Kalendy marcowe
Sulpicja
Sulpicja, wielki Marsie, na twoje kalendy
Przystroiła się — widok godny byś zszedł z nieba.
Wenus tobie wybaczy, ty zaś, gwałtowniku,
Strzeż się, abyś z wrażenia nie upuścił broni.
W jej oczach, kiedy bogów zechce ogniem strawić,
Blaski podwójne wznieca Amor bezlitosny.
Cokolwiek ona robi, gdziekolwiek się uda,
Podąża za nią skrycie Wdzięk, co ją ozdabia.
Jeśli rozpuści włosy — w takich jej do twarzy,
Gdy ułoży — i w takich godna jest podziwu.

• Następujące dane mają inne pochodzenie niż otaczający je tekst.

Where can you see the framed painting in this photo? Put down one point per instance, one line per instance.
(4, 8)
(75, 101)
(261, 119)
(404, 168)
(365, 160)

Rozpala, gdy w tyryjskiej zjawi się purpurze,
Rozpala, kiedy w szacie wyjdzie śnieżnobiałej.
Takich strojów szczęśliwy Wertumnus ma tysiąc
Na odwiecznym Olimpie i nosi je pięknie.
Ona jedna jest godna z wszystkich dziewcząt, żeby
Tyr dla niej cennym sokiem dwakroć barwił wełnę;
Godna jest, by mieć wszystko, co tam z pól pachnących
Zbierze arabski rolnik pośród wonnych plonów
I ile czarny Hindus na czerwonych brzegach
Znajdzie pereł, mieszkając nad wodami Wschodu.
Śpiewajcie o niej, Muzy, w świąteczne kalendy
I ty, Febie, z żółwiowej swojej dumny liry.
Ten dar święty niech do niej należy lat wiele —
Nie ma dziewczyny chóru waszego godniejszej.